Pek çok Afrika ülkesi gibi Etiyopya da çok dilli ve çok kültürlü bir yapıya sahip. Oromiya en kalabalık etnik grubu oluşturuyor. Tigray, Amhara, Afar, Güney toplulukları, Gambela, Benishangul-Gumaz ve Somali, ülkenin etnik haritasına göre belirlenmiş diğer eyaletler. Ülkede 80’in üzerinde değişik etnik grup bulunmakta. Ancak Amhara kültürü gerek imparatorluk gerekse de Oktadoks gelenek nedeniyle ülke genelindeki en baskın kültür.
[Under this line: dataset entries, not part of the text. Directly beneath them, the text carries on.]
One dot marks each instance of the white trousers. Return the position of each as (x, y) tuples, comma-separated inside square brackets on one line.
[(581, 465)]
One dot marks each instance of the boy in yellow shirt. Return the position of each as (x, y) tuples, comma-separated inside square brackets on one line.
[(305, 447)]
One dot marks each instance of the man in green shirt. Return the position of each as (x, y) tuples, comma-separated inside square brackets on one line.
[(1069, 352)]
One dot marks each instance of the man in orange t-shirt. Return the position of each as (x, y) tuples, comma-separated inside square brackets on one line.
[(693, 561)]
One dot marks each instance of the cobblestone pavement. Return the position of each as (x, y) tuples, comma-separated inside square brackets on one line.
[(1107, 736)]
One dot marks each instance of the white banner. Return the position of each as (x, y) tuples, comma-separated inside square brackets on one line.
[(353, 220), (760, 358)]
Bu yüzden de en önemli resmî dil Amharca.
1974 yılı Etiyopya tarihi açısından önemli bir dönüm noktası. Binlerce yıllık imparatorluk geleneğinin sona erdiği bu tarihte Marksist Derg rejimi iş başına gelerek topluma yeni bir ideoloji aşılarken ülkenin Sovyet Bloğu’na yakınlaşmasını sağladı. O tarihe kadar Batı tarafından desteklenen Etiyopya için bu, Amerika’nın desteğini geri çekmesi anlamına geliyordu. Şu an iş başındaki iktidar partisinin kurulması da 1974 devrimine bir tepki olarak başlayan silahlı Tigray Halkı Kurtuluş Hareketi’nin kurulmasıyla gerçekleşti. Bu süreç aynı zamanda Eritre’nin bağımsızlığına giden yolun açılmasını da sağladı. 1991’de Etiyopya’dan ayrılığını ilan ederek de facto bağımsızlık kazanan Eritre, 1993 yılında uluslararası kamuoyunun tanımasıyla tam bağımsızlık kazandı.
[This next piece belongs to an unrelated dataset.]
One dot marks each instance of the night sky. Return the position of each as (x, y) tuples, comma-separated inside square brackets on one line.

Neredeyse tamamı Müslüman olan Somali eyaleti, tipik Somali özellikleri barındıran bir coğrafya. Eyalet başkenti Jigjiga’da ağzında misvak, geleneksel renkli eteklerle dolaşan erkekler, Mogadişu’da olduğunuz izlenimi veriyor. Soğuk Savaş yıllarının getirdiği jeopolitik çekişmenin belki de Afrika’da en fazla hissedildiği yer burası. 1977’nin ortalarında Somali ordusunun Etiyopya’ya girmesiyle başlayan Ogedan Savaşı, Soğuk Savaş’ın önemli bir çekişmesiydi. Dire Dawa’ya kadar ilerleyen Somali ordusu ancak Etiyopya’daki Marksist rejimi korumak için Küba, Güney Yemen ve Sovyetlerden gelen asker ve uzmanların yardımıyla durdurulabilmişti. O günlere ait izler yok artık. Sovyet tanklarının dolaştığı Jigjiga’nın dışındaki geniş düzlük arazide göçebe çadırlarının arasında develer ve keçiler otluyor sadece. Ama Ogedan Savaşı olarak bilinen bu çekişme, Somali-Etiyopya siyasetinin omurgasını oluşturan önemli bir kırılma noktası.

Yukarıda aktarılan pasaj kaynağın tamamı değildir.